Cover image of the review
Installation view of Return Flight MEL>HKG, 2019. In partnership with Going Down Swinging, Blender Studios and Floating Projects. Photo: Theresa Harrison

Going Down Swinging Presents: _Return Flight Mel>HKG
  • Ari Tampubolon


17 Aug 2019
The Blender Studios 8 Aug - 24 Aug 2019

Tucked away in West Melbourne's Blender Studios, we land in Hong Kong for the third and final iteration of curator Elizaveta Maltseva's three-year project: Return Flight MEL-HKG. For this iteration of Return Flight, a project dubbed as a cross-cultural exchange between artists and writers and presented by long-running literary journal Going Down Swinging, Maltseva has commissioned twenty artists from Melbourne and Hong Kong to create new works responding to the thematic 'Away'. Works are digitally sent to respective writers in their opposing city where they—without any context concerning the artist's work and practice—respond. The result is a beautiful collection of dialogues between artists echoing each other's vulnerabilities and desire for belonging.

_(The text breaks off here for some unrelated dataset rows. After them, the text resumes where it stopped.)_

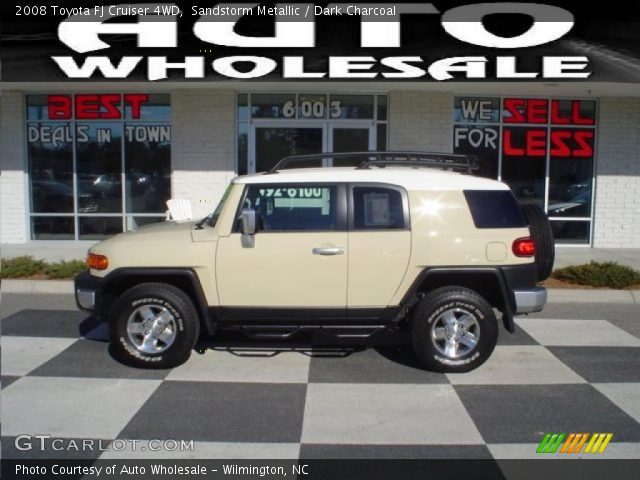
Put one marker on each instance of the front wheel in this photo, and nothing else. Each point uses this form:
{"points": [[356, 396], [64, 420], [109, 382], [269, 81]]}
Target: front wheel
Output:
{"points": [[154, 325], [453, 330]]}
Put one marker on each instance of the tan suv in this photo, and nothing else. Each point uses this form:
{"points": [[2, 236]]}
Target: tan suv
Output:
{"points": [[398, 240]]}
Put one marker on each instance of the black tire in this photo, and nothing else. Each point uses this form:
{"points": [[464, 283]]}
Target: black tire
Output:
{"points": [[429, 315], [164, 300], [542, 235]]}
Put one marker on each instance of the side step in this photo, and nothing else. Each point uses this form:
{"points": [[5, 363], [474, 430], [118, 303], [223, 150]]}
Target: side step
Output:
{"points": [[282, 332]]}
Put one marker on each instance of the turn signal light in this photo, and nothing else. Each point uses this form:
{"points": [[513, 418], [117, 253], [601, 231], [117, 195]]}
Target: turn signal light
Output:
{"points": [[524, 247], [97, 262]]}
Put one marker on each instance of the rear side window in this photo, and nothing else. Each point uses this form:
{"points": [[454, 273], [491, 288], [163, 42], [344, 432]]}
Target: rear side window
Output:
{"points": [[377, 208], [494, 209]]}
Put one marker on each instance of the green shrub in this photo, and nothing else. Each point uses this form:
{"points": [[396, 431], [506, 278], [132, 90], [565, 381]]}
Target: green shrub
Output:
{"points": [[599, 274], [64, 269], [20, 267]]}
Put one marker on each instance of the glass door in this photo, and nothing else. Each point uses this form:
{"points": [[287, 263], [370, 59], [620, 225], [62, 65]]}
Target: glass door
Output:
{"points": [[350, 138], [271, 143]]}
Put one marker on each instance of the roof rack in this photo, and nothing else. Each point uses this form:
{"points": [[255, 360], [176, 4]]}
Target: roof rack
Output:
{"points": [[381, 159]]}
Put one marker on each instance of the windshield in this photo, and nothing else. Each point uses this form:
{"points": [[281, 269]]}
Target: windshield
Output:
{"points": [[218, 210]]}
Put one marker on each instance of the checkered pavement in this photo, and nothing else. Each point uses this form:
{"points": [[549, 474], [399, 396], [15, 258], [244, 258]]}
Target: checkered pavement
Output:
{"points": [[258, 399]]}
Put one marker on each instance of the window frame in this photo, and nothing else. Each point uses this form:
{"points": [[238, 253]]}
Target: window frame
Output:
{"points": [[340, 213], [405, 206]]}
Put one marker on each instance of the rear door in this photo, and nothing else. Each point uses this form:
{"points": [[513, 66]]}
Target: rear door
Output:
{"points": [[379, 243]]}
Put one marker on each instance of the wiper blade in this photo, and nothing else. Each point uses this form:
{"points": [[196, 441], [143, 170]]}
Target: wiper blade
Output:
{"points": [[206, 220]]}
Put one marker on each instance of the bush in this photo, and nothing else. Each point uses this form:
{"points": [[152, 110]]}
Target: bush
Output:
{"points": [[599, 274], [64, 269], [20, 267]]}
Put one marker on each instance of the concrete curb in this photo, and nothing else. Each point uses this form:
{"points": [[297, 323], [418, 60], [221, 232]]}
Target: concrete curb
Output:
{"points": [[556, 295], [37, 286]]}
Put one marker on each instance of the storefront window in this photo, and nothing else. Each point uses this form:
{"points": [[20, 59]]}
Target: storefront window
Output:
{"points": [[84, 151], [543, 148], [271, 126]]}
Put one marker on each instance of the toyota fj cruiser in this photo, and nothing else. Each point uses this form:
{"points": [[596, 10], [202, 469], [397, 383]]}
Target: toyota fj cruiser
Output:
{"points": [[379, 240]]}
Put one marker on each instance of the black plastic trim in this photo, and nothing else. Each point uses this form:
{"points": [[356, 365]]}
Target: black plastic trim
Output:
{"points": [[397, 188], [506, 291], [85, 281], [160, 272]]}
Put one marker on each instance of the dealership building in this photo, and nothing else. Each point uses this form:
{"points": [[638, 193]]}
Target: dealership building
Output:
{"points": [[85, 161]]}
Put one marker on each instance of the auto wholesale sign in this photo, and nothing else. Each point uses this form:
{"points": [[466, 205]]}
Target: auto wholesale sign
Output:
{"points": [[439, 41]]}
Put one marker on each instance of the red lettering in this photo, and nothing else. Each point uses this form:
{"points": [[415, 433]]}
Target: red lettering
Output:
{"points": [[537, 111], [508, 148], [584, 139], [555, 114], [111, 103], [536, 143], [87, 107], [511, 105], [559, 146], [136, 100], [59, 107], [578, 119]]}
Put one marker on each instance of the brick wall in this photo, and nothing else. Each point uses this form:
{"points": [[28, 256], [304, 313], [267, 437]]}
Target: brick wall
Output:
{"points": [[202, 146], [617, 200], [13, 192], [421, 121]]}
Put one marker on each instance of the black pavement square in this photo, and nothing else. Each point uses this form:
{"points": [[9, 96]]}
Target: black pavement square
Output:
{"points": [[524, 413], [602, 364], [519, 337], [379, 365], [393, 452], [7, 380], [221, 412], [92, 359], [49, 323]]}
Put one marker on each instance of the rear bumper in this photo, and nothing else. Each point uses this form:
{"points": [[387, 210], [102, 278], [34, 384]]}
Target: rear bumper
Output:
{"points": [[530, 300], [87, 291]]}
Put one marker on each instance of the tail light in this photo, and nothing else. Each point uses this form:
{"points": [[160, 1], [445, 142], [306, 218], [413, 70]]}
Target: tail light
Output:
{"points": [[524, 247], [97, 262]]}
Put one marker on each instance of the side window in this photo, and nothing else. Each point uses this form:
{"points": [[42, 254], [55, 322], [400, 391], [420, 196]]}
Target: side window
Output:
{"points": [[293, 207], [377, 208]]}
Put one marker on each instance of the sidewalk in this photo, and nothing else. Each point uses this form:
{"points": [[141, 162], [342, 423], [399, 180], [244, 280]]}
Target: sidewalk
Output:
{"points": [[555, 295], [54, 251]]}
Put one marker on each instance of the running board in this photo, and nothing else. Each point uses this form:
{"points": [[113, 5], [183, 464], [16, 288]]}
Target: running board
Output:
{"points": [[282, 332]]}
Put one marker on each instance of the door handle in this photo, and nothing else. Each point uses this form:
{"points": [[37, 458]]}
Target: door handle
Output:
{"points": [[326, 251]]}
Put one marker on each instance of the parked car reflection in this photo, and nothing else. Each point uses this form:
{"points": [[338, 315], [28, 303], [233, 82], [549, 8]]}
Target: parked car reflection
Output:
{"points": [[53, 196]]}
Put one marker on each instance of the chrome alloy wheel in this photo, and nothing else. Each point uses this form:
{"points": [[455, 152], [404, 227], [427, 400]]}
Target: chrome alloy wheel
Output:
{"points": [[455, 333], [151, 328]]}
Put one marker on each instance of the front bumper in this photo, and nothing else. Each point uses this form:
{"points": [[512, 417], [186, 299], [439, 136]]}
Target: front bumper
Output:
{"points": [[87, 291], [530, 300]]}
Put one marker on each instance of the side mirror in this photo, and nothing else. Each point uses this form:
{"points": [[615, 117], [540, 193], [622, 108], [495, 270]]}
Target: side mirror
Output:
{"points": [[248, 227]]}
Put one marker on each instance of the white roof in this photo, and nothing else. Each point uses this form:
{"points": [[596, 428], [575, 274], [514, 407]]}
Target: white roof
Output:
{"points": [[407, 177]]}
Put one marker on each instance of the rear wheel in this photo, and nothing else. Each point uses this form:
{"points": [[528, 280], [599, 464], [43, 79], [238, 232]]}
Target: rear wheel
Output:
{"points": [[453, 330], [154, 325], [542, 235]]}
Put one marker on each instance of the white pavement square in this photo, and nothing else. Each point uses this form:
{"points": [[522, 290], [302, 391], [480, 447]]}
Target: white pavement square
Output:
{"points": [[72, 407], [380, 414], [157, 450], [225, 366], [578, 333], [519, 365], [21, 355]]}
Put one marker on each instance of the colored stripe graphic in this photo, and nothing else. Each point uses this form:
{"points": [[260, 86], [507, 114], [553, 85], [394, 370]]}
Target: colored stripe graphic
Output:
{"points": [[574, 442], [550, 443]]}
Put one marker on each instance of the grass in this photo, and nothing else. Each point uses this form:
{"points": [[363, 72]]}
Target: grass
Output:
{"points": [[596, 275], [29, 267]]}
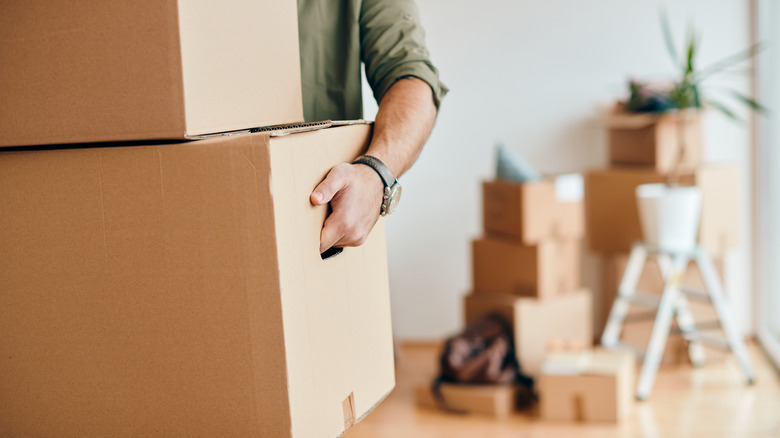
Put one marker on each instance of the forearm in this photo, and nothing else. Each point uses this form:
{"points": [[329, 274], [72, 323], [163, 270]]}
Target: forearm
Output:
{"points": [[404, 122]]}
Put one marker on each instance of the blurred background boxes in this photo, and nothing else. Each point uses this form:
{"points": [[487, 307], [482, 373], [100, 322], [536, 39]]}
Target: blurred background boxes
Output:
{"points": [[601, 388], [537, 322], [543, 270], [96, 71], [612, 218], [530, 212], [497, 401], [653, 141]]}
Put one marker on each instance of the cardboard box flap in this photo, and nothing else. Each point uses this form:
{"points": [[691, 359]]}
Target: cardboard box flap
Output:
{"points": [[285, 129], [624, 120], [567, 363]]}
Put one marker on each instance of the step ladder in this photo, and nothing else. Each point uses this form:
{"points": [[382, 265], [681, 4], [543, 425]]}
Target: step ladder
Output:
{"points": [[673, 303]]}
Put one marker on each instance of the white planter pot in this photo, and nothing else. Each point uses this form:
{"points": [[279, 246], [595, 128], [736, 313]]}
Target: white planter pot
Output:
{"points": [[669, 215]]}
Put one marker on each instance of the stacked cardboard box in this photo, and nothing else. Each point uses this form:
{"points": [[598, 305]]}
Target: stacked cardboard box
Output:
{"points": [[587, 386], [173, 287], [526, 267], [642, 150]]}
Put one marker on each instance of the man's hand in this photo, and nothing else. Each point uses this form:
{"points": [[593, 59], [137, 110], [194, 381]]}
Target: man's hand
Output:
{"points": [[355, 194], [403, 123]]}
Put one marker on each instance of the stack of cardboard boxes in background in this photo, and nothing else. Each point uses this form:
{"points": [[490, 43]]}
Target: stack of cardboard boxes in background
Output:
{"points": [[526, 267], [163, 287], [643, 150]]}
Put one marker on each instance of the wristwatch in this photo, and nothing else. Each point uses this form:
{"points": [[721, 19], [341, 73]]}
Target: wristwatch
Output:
{"points": [[392, 192]]}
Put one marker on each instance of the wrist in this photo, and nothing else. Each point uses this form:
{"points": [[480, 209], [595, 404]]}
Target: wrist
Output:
{"points": [[391, 193]]}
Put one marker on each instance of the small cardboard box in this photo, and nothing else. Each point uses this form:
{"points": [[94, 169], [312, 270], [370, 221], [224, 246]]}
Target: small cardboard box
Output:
{"points": [[612, 217], [497, 401], [532, 212], [178, 290], [654, 141], [548, 268], [535, 323], [598, 388], [95, 71], [637, 333]]}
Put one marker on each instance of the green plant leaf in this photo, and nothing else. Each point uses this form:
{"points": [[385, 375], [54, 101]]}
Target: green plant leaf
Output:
{"points": [[730, 61], [668, 37], [723, 109], [691, 52], [752, 103]]}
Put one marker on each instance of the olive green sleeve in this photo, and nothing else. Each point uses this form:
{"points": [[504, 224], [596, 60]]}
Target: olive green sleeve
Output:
{"points": [[392, 46]]}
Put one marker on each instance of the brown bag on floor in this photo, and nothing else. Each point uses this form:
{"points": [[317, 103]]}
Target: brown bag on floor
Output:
{"points": [[483, 354]]}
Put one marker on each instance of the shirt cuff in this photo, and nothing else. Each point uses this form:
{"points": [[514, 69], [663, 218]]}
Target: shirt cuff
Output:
{"points": [[417, 69]]}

Where the publication holds a degree of magnitude in its introspection on deeply moving works, the exhibition itself is fallible in formal translation, lacking the direction and flow its publication so strongly possesses. Lining the gallery walls are works, all mounted at eye level with their accompanying written pieces to the right. The works move in a similar fashion to their published counterpart, inducing an all too easily digestible dialogue between the work and text. A conventional, and safe approach, this dialogue limits the strength of Maltseva's cross-cultural concept within the bounds of the two works. While this could be seen as a missed opportunity to explore the politics of space across each pairing, it serves to make the collaborative works instantly accessible.

There are, however, saccadic points in the exhibition which seem to carry a weight beyond personal vulnerability. Michael Peck's Grid and Lo Lai Lai Natalie's Continuity, for instance, consolidate the vulnerabilities associated with political violence. A timely meditation on the current demonstrations in Hong Kong, and at the airport, no less. Where Peck's watercolours possess a dark softness, Lo amplifies the grief associated with it in prose. Pointing to a greater violence and tension at hand in Hong Kong, perhaps it is in this dialogue that viewers can be still and fixate on the vulnerable human emotion behind each collective ecology. Something we all have in common, cross-culturally, herein is where Maltseva's soft approach takes flight.